Sunday, June 2, 2013

I Draw.


I don’t remember when I started to draw. I was told I quickly took on to drawing at the very early age I was introduced to it. One of my earlier great works is a tiger. Scribbles going up and down all ways like this; and they were a tiger. A tiger. Brilliant. Amazing if I think about it now. I didn’t know how to draw a tiger, but I wanted one recreated on paper and so I did whatever I could. And I’m positive I thought it was the ultimate epitome of the panthera tigris species at the time. I wanted to draw, and so I did. 

What have I become.

I grew up drawing. There probably wasn’t a day I went in elementary school without drawing something, may it be the slightest doodle in the margin of history textbook. I remember in third grade I would hurl my school bag in the corner of the sofa as soon I got home and grab a piece of A4 sized paper from the printer, sit down at the table, pull out my multicolor and all terrain pen from my pocket, and get started on business because I had a new style of drawing an eye that I had been storing up all day so I could get to my multicolor pen and pour all that eye out. The eye had the gleam shining in my eyes at that moment. I grew up drawing.
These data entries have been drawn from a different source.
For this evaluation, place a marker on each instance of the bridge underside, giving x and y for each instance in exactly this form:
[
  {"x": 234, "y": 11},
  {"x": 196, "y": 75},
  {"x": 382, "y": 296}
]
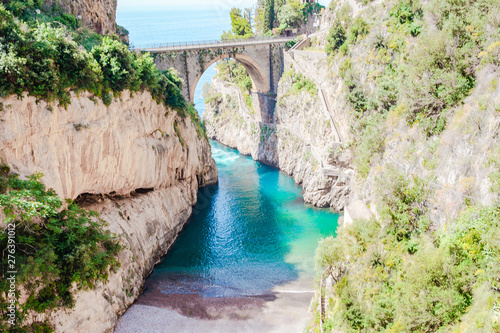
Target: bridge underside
[{"x": 263, "y": 62}]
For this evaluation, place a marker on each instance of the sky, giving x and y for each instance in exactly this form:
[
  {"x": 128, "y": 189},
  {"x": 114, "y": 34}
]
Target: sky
[{"x": 218, "y": 4}]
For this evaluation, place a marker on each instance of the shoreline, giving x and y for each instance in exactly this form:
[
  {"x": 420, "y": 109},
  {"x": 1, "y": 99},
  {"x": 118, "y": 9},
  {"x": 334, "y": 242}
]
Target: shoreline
[{"x": 284, "y": 309}]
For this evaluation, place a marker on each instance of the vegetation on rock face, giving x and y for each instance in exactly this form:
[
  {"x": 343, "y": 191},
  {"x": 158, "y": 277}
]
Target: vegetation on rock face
[
  {"x": 398, "y": 275},
  {"x": 426, "y": 58},
  {"x": 299, "y": 83},
  {"x": 241, "y": 25},
  {"x": 46, "y": 61},
  {"x": 57, "y": 251},
  {"x": 401, "y": 272}
]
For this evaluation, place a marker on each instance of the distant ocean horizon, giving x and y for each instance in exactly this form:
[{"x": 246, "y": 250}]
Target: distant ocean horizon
[{"x": 154, "y": 26}]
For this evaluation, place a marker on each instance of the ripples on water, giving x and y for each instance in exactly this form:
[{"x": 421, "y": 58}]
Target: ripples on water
[{"x": 247, "y": 234}]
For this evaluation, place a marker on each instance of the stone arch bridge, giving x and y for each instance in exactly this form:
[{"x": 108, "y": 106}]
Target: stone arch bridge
[{"x": 262, "y": 58}]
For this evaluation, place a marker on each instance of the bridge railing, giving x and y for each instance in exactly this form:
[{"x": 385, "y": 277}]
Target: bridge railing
[{"x": 206, "y": 42}]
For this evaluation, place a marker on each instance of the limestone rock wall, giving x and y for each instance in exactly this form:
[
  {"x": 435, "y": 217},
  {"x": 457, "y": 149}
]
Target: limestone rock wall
[
  {"x": 91, "y": 148},
  {"x": 232, "y": 122},
  {"x": 303, "y": 140},
  {"x": 98, "y": 14},
  {"x": 111, "y": 152}
]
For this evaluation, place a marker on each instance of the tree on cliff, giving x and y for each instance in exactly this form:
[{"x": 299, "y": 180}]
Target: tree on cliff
[
  {"x": 268, "y": 16},
  {"x": 241, "y": 27}
]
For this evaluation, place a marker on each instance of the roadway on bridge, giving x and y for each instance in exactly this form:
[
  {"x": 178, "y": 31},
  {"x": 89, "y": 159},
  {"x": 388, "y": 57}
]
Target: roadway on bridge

But by the time I learned there existed a certain thing called ranking of scores, something had changed. I had no longing anymore. Drawing was never first priority. I didn’t feel like it. I didn’t really have something I wanted to depict either. Instead it stuck to my hand and became a habit I’d never quite asked for. Lemony Snicket said in The Slippery Slope that fate is like a strange, unpopular restaurant filled with odd waiters who bring you things you never asked for and don’t always like. Now my life is like that. And an awful lot of waiters comprise half empty bones of shaky pen strokes, muscles filled with the most delicate of curves that turn out to be nothing, and skin emitting an iridescent hue simply came into existence out of sheer sake of creating the concoction of color itself. 

I’m addicted. I can’t let my hands be when I’m listening to something or watching TV. So I move them and something is recreated on paper. But this time I didn’t want to draw a tiger. I didn’t want to draw anything. I don’t want to draw anything anymore. But the problem is that I don’t have anything else I like even remotely as much as how I liked drawing. And so I hold on to that stark memory I have of the joy I felt in art a few years earlier. It’s going nowhere.

Then I realized with some advice from a particular teacher that I needed time to experiment. I’m doing that now. I was assigned to fill a small sketchbook up with this subject I had never actually much tried drawing before: myself. I don’t know where this will lead, but what else do I have to do? I’ll grow up drawing.